Harvard dice no al acoso de Trump
El rechazo de la universidad a las coacciones de la Casa Blanca es un ejemplo de dignidad necesario para superar el estado de conmoción


La universidad de Harvard, probablemente la más famosa de Estados Unidos, ha decidido rechazar de plano una lista de exigencias del Gobierno de Donald Trump que prácticamente ponían la institución al servicio de la agenda ideológica reaccionaria que hoy gobierna el país. La universidad trató en un principio de negociar con la Administración cambios en la gestión de las manifestaciones en los campus para combatir el supuesto antisemitismo violento que los republicanos ven en las protestas de estudiantes contra Israel por la guerra de Gaza. El Gobierno amenazaba con “revisar” 9.000 millones de fondos federales. Sin embargo, una nueva lista de demandas dejó claro que la Casa Blanca buscaba a cambio de su dinero prácticamente intervenir la forma en que Harvard selecciona a sus profesores y alumnos, y establecer la moral de toda la vida universitaria. El presidente de Harvard, Alan Garber, se negó en una carta pública. Cientos de profesores y alumnos habían pedido por escrito a la universidad que no cediera ante Trump. La respuesta inmediata de la Casa Blanca fue congelar 2.200 millones de dólares en fondos para Harvard y cancelar contratos con la universidad por valor de 60 millones. Harvard no ha cambiado su posición.
Han pasado tres meses de la toma de posesión de Donald Trump como presidente y si algo han dejado claro estas semanas es que la Casa Blanca trata de ocupar todos los espacios de poder que puede —político, social y hasta cultural— para someterlos a su visión reaccionaria de Estados Unidos. Para esta operación de matonismo institucional a gran escala es fundamental actuar con virulencia y rapidez, crear la sensación de inevitabilidad, infundir el miedo en los posibles focos de resistencia, como las universidades, los bufetes de abogados o la prensa, y mantener a la sociedad en un estado de conmoción que le impida responder durante el mayor tiempo posible. Cada retirada es territorio conquistado. Por eso es una extraordinaria noticia que una institución de la categoría de Harvard, con casi 400 años de historia, se coloque como ejemplo de que se puede decir no a este abuso, poner pie en pared y, como mínimo, cuestionar lo que está ocurriendo.
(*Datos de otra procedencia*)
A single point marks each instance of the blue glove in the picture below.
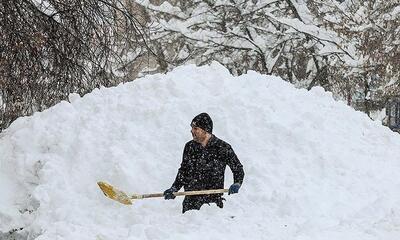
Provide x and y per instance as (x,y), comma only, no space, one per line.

Harvard ingresó 6.500 millones de dólares el año pasado. Dispone de 53.200 millones de fondo de reserva. Difícilmente puede Trump dañar el prestigio mundial de una institución con 162 premios Nobel (algunos actualmente en su claustro), y que solo el año pasado invirtió más de 500 millones de sus propios fondos en investigación y produjo 155 patentes. La dirección de la universidad parece ser consciente de que le hacía más daño ser vista como sumisa a un Gobierno radical que pasar cuatro años de frío financiero, si llegara el caso.
La de Trump no ha sido la primera Administración que trata de condicionar los programas de las universidades que reciben fondos federales. La financiación pública hace inevitable esa tensión. Pero sí es la primera vez que el Ejecutivo actúa descaradamente con la intención de ejecutar lo que, a todas luces, es una purga ideológica en los campus a través de la intimidación con excusas falaces.
Donald Trump pasará. Dentro de cuatro años, Harvard seguirá ahí, como todas las demás instituciones públicas y privadas que un presidente con una pulsión autoritaria evidente está intentando someter a su errática y vengativa voluntad. Sin renunciar a encontrar un punto de acuerdo, Harvard debe mantenerse firme en este ejemplo tan valioso. Su decisión puede ser recordada como el momento en el que la sociedad civil comenzó a salir del estado de aturdimiento para defenderse del abuso de su Gobierno.